Today's outage

Warhorn was offline for about 4 hours this morning. The outage was caused by the server’s disk filling up as a result of 1) last night’s automated backup and 2) a proliferation of old log files. Because we don’t have any real alerting systems in place, we didn’t notice the outage until users started sending complaints in email. Once we were aware of the situation, we made some space on the disk and got the service running again.
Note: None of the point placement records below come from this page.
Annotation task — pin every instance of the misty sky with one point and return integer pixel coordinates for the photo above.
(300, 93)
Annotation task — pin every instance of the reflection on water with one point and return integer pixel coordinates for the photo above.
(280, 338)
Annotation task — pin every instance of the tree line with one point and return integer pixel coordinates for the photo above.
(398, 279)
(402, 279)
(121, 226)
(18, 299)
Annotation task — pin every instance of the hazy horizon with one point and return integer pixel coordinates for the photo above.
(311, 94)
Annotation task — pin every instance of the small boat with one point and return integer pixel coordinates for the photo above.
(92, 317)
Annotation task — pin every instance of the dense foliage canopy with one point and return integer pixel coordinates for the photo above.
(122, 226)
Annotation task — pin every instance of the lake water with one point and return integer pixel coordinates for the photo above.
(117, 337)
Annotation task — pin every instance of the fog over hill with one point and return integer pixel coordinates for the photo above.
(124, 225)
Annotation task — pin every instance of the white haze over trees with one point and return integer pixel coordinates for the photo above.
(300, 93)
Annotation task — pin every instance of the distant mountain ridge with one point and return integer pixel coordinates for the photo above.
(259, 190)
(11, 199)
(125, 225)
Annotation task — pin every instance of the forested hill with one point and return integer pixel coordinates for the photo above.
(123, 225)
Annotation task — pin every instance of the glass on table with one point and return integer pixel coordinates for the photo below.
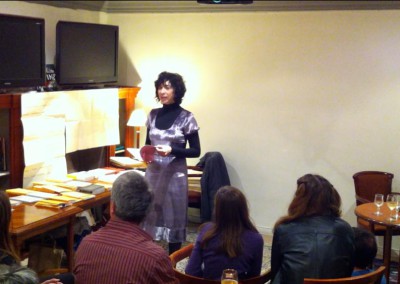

Takeaways from this incident:

  1. We need real alerting systems in place to let us know as soon as some part of the system fails. It is unacceptable for hours to go by before we discover that something’s wrong. We have two options: set up some basic monitoring and alerting tools, or pay some third party to handle monitoring and alerting for us. Given my lack of free time and experience with managing that kind of thing by hand, we’d prefer the second option, but that depends on you folks giving a little more money a little more often than happens now.
  2. Backups need to be stored somewhere other than on the server. This is already in place; I set it up just after this morning’s incident. ~10G of space has been reclaimed, and our hosting provider’s automated backup system has now replaced our old system (at an additional monthly cost, which we’re crossing our fingers will be covered by donations).
  3. Log files need to be pruned after some amount of time. I gotta just roll up my sleeves and make that happen; nobody’s gonna do it for me.
I think it’s pretty obvious that we’re running Warhorn on a shoestring budget. We get very little in the way of donations and therefore don’t have the budget to afford to pay other folks to help us with the system level stuff that I don’t have time and/or expertise to deal with. So if you value the service we’re providing, please consider donating a few bucks to help us get Warhorn working better. If we could bring in even just $100 a month we could afford to run this outfit in a much more professional manner 🙂 Thanks very much to those of you who do support us financially, we sure do appreciate the help. And sorry for the outage – we’ll keep doing the best we can to keep this creaky old ship afloat.